In chapter two, Felski takes up another bugbear of ideologically minded criticism: enchantment. She begins with a brilliant juxtaposition of, again, meta-scenes of aesthetic engagement: literary critic Joseph Boone’s rapturous close reading of modernist novels and actress Mia Farrow’s face as she watches the movies in The Purple Rose of Cairo. Alternating between the scenes reveals just how spurious is the distinction between the “fastidious attention to the luminous aesthetic detail” in close reading and the “all-embracing sense of being swept up into another world” in filmgoing. Both, after all, involve “total absorption in a text, intense and enigmatic pleasure,” that “confounds our deeply held beliefs about the rationality and autonomy of persons.” Felski draws attention throughout this chapter to the anachronistic feel of enchantment, which seems to lead us right back to primitive, childish, or nostalgic ways of experiencing art. But this rejection of enchantment — as old as Plato’s casting the poets out of the Republic — is often attended by various forms of snootiness: classism, iconophobia, and sexism. Deconstruction and cultural studies both evince a condescension toward feminine, “low” artifacts of enchantment. Felski recovers its uses in an anime film, Miyazaki’s Spirited Away; Manuel Puig’s play, Kiss of the Spider Woman; Charles Bernstein’s poem/essay “Artifice of Absorption”; and several works of criticism including J. Hillis Miller’s On Literature, and D.A. Miller’s Jane Austen, or The Secret of Style. Each of these texts presents the necessarily dual nature of “modern enchantment,” an awareness of the bounds of time and mediation around the enchanted moment. As Felski paraphrases Michael Saler, the contemporary “ironic imagination” entails “a pleasure in enchanted worlds that acknowledges the imaginary nature of such worlds.” This duality allows us to consider enchantment’s absorptive, somatic effects without acceding entirely to its ideological sway.

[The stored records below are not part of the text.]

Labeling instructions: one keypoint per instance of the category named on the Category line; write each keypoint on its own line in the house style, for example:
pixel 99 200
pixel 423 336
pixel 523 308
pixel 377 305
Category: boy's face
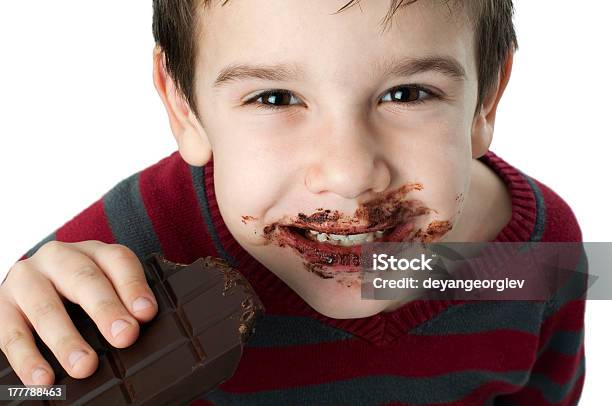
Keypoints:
pixel 372 132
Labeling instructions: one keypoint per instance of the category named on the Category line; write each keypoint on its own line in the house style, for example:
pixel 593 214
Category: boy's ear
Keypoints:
pixel 484 120
pixel 193 143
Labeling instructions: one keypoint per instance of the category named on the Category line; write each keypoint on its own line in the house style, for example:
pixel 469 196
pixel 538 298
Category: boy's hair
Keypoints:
pixel 176 22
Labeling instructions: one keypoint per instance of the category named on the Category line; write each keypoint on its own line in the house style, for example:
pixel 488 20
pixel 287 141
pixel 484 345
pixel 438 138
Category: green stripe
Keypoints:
pixel 374 390
pixel 552 391
pixel 128 218
pixel 476 317
pixel 538 229
pixel 199 185
pixel 564 342
pixel 283 331
pixel 574 288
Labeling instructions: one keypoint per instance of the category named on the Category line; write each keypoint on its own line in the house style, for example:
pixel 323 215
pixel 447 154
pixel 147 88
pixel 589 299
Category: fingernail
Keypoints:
pixel 118 326
pixel 75 356
pixel 141 303
pixel 39 374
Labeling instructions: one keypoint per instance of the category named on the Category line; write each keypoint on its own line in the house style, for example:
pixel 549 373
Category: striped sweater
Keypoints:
pixel 423 353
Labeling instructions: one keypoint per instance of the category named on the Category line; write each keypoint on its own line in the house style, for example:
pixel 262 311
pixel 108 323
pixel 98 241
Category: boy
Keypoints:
pixel 322 126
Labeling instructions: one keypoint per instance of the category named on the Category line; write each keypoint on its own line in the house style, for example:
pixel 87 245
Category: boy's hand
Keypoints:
pixel 106 280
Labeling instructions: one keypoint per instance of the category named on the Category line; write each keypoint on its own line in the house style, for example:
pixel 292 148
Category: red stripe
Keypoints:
pixel 90 224
pixel 558 367
pixel 413 356
pixel 171 202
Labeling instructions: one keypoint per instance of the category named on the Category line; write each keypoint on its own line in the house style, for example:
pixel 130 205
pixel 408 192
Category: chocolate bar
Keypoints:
pixel 207 311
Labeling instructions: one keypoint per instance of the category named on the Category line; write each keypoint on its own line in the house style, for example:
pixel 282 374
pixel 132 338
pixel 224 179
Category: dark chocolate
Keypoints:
pixel 207 311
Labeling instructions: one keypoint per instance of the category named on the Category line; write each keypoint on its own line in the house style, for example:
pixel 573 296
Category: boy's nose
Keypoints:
pixel 348 164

Chapter three offers a strenuous critique of the bad faith that characterizes literary criticism’s tendency to dismiss literary knowledge. Criticism, Felski points out, relies on the very same truth claims it critiques in so-called naïve readings of literature. It also often treats mimesis as a straw man, ignoring its complexity or holding it to impossible standards of utter fidelity and comprehensiveness in representing the world. While criticism does take literary knowledge into account, it too often relegates it to a set of symptoms; in this model, the text does not know what it knows — it unwittingly enacts or displays the deep structure of ideology lurking beneath its surface. Felski argues that these critical moves avoid key aspects of mimesis: its inextricability from genre, which enables its most transparent effects; its inextricability from artifice, which is precisely what grants literature a heightened and often unprecedented access to experiential truths; its ineluctable mediation, which in fact does mirror the ineluctable mediation of experience itself; and its capacity to refer beyond itself, if not necessarily to the real world. Felski relies heavily in this chapter on Paul Ricoeur’s notion of mimesis as metaphor (rather than as reflection), and takes up his description of how the world is prefigured by discourse, and how the literary text then configures this material, and thereby transfigures the reader. Felski articulates the phenomenological knowledge that literature makes available through three mimetic devices. She unfolds the intersubjectivity — the mind reading — that renders Edith Wharton’s House of Mirth a “social phenomenology.” Tom Winton’s Australian novel Cloudstreet exemplifies the ventriloquy literature affords, while honing the political edge to a well-worn critical celebration of heteroglossia. And Pablo Neruda’s Residence poems allow Felski access to literature’s material knowledge, the wondrous attention to objects that opens up a tactile, textural, yet textual phenomenology of everyday things.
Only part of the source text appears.